Julia Deck : le roman comme « insurrection plastique » (Sigma)

Julia Deck (DR)

Julia Deck publie son troisième roman, Sigma, aux éditions de Minuit. Rompant en apparence avec ce qui semblait être le fondement de son univers littéraire (l’exploration à la fois clinique et décalée de la psyché féminine), l’auteure approfondit de fait les perspectives de son œuvre, bien sûr présentes dès Viviane Elisabeth Fauville et Le Triangle d’hiver : la dissimulation, la fiction comme révélateur du réel ou les référents culturels comme mise en jeu de notre rapport au réel et questionnement de vérités un peu trop vite établies.

« L’Organisation n’est guère favorable à la révolution, si ce n’est en surface, lorsque tout change pour que rien ne change »

La trame de Sigma pourrait être celle d’un roman d’espionnage : en son centre, une toile disparue et convoitée, peinte par un maître, Konrad Kessler, dont on pensait jusque-là qu’il avait détruit ses derniers tableaux. Plusieurs indices permettent à la galeriste Elvire Elstir de contredire cette idée reçue, opinion partagée par l’organisation Sigma qui redoute la portée subversive de l’œuvre et voudrait l’affaiblir en la plaçant dans le cadre rassurant et anesthésié d’un musée ou d’une galerie suisse. Des agents sont alors dépêchés sur les lieux pour surveiller les quatre personnages principaux de l’intrigue : la galeriste Elvire Elstir, son mari l’universitaire Lothaire Elstir mais aussi la sœur d’Elvire, l’actrice Pola Stalker et Alexis Zante, banquier d’affaires, soupçonné de détenir (et cacher) le tableau. Voilà donc quatre personnages (et les agents qui les espionnent) lancés sur la piste d’un tableau qui toujours se dérobe, image dans le tapis et métalepse ironique.

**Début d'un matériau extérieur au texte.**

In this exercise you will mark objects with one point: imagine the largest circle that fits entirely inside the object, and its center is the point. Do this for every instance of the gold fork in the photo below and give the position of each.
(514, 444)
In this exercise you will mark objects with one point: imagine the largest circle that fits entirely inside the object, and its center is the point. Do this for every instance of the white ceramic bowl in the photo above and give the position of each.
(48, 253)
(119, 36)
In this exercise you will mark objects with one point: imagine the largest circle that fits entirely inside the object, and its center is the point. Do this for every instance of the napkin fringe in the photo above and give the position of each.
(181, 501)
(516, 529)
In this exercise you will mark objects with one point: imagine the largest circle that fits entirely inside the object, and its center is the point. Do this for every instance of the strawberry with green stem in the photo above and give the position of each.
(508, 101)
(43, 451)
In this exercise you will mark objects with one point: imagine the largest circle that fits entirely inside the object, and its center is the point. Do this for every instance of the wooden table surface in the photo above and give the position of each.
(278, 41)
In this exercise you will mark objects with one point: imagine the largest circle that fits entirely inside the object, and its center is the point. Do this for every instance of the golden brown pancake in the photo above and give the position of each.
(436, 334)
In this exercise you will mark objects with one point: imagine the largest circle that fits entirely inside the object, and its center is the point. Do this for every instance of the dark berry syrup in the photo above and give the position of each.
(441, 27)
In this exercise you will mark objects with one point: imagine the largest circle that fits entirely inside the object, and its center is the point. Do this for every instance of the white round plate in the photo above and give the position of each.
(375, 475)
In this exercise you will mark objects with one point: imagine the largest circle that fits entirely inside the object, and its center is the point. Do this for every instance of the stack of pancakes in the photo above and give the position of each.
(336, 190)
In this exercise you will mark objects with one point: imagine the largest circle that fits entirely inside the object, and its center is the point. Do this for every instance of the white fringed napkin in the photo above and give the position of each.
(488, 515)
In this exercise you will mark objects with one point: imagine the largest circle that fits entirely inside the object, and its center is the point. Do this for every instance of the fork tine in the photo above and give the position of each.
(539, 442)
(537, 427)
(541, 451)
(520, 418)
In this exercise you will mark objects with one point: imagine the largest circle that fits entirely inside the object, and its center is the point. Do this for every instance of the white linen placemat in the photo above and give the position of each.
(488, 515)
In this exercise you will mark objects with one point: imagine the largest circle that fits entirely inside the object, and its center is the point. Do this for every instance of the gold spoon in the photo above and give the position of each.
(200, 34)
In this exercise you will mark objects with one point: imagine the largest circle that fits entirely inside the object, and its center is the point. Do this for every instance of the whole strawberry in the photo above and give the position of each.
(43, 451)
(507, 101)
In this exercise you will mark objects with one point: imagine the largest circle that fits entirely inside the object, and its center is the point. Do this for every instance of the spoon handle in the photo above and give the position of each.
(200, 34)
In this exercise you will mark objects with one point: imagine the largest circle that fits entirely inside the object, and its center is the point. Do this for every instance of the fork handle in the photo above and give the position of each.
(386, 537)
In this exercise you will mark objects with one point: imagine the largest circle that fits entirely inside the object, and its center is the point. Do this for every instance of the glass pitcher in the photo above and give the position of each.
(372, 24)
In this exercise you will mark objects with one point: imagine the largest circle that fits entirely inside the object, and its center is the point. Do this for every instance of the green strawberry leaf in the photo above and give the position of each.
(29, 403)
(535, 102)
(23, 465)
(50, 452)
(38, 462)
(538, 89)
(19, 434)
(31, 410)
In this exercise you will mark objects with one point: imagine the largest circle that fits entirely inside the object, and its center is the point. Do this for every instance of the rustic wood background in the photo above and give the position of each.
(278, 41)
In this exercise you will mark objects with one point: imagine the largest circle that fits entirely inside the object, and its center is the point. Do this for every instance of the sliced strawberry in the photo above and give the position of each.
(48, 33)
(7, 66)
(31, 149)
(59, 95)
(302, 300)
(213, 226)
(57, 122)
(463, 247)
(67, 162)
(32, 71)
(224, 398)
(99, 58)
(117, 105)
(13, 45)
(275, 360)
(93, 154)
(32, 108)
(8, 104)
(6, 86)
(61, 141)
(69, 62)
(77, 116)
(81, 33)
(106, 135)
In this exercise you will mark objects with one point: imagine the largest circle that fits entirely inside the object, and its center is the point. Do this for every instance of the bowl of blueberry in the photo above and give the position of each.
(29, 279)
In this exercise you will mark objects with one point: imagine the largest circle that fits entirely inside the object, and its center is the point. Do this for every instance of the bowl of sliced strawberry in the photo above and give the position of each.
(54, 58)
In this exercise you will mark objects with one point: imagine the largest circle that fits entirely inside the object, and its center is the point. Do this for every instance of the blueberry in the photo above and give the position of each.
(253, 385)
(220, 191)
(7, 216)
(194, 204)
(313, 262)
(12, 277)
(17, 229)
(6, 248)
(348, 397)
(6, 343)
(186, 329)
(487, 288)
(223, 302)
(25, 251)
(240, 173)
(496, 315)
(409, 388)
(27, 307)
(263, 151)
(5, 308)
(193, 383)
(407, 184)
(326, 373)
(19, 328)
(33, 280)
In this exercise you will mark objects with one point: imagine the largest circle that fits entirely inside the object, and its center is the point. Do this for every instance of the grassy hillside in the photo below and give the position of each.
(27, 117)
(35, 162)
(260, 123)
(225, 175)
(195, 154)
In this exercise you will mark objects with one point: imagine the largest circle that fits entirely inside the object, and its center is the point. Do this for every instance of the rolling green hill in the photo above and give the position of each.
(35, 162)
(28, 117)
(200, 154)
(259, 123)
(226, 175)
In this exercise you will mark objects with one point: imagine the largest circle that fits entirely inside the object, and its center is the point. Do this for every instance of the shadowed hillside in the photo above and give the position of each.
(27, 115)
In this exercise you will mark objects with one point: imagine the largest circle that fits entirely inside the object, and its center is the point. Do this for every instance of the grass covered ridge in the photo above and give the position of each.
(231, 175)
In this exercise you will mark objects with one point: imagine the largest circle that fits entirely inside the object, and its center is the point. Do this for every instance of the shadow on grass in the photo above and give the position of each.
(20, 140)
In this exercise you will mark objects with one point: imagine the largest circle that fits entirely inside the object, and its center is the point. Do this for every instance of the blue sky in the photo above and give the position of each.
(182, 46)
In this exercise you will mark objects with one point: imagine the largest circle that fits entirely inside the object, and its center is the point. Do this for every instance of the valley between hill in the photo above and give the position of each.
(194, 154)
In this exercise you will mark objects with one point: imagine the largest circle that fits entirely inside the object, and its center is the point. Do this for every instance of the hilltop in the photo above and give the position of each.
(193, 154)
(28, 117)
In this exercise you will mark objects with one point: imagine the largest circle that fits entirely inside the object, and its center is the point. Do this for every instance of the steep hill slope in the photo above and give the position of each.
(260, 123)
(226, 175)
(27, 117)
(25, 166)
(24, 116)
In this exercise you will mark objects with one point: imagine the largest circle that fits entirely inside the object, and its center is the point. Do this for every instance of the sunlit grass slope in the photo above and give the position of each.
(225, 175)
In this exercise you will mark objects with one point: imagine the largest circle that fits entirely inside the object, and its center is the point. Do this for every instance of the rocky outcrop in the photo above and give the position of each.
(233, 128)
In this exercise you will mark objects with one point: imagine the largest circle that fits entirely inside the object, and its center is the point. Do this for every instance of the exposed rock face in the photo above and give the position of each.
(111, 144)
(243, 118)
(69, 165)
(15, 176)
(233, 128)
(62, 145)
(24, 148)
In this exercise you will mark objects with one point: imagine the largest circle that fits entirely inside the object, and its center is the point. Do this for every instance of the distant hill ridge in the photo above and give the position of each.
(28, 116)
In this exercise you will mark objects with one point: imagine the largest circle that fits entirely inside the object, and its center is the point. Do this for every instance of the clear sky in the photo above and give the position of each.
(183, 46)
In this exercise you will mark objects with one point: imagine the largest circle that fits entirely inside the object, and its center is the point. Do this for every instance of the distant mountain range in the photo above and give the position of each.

Les quatre cibles ont des liens matrimoniaux, familiaux, amicaux et c’est aussi l’écheveau de leurs relations qui sera dévidé et démêlé tout au long du roman. Sigma est donc d’abord le récit d’un chef d’œuvre sinon inconnu du moins caché : la toile est l’objet au centre des convoitises, celui par lequel les récits s’organisent et se croisent, le macguffin du roman, déployé par une infinité d’autres (dont un presse-papiers qui sera tout sauf un accessoire). Ce tableau dissimulé est la page blanche sur laquelle tout s’édifie, dans une référence assumée au genre de l’espionnage comme à Malevitch, d’ailleurs cité par Elvire. Le roman naît toujours, chez Julia Deck, d’une forme de blanchiment du noir.

« La réalité, même, semble avoir perdu toute réalité »

Pour Italo Calvino, « la littérature repose précisément sur la distinction de plusieurs niveaux de réalité, et serait impensable sans cette distinction » (La Machine Littérature). C’est ce déploiement qu’offre justement le troisième roman de Julia Deck, Sigma. La réalité y est multiple, elle forme un rhizome, elle est un réseau comme un jeu de chausse-trappes : il y a un réel aisément identifiable, la Suisse, ses montagnes, le jet d’eau de Genève, mais aussi le monde qui entoure la Suisse, Rio, New-York, etc., soit un autre réseau, souterrain, celui que tisse une Organisation secrète du nom de Sigma qui tire les ficelles du monde et hiérarchise les habitants du globe en trois grandes catégories :
— les cibles (les personnalités publiques, potentiellement dangereuses, des grands patrons aux actrices, susceptibles d’être des modèles pour tous),
— les agents (ses espions qui traquent paroles et gestes des cibles, contrôlent leur quotidiens comme leurs ambitions)
— et la masse indifférente et anonyme (qui n’entre pas dans le tableau, à moins de soudain devenir cible ou agent potentiel).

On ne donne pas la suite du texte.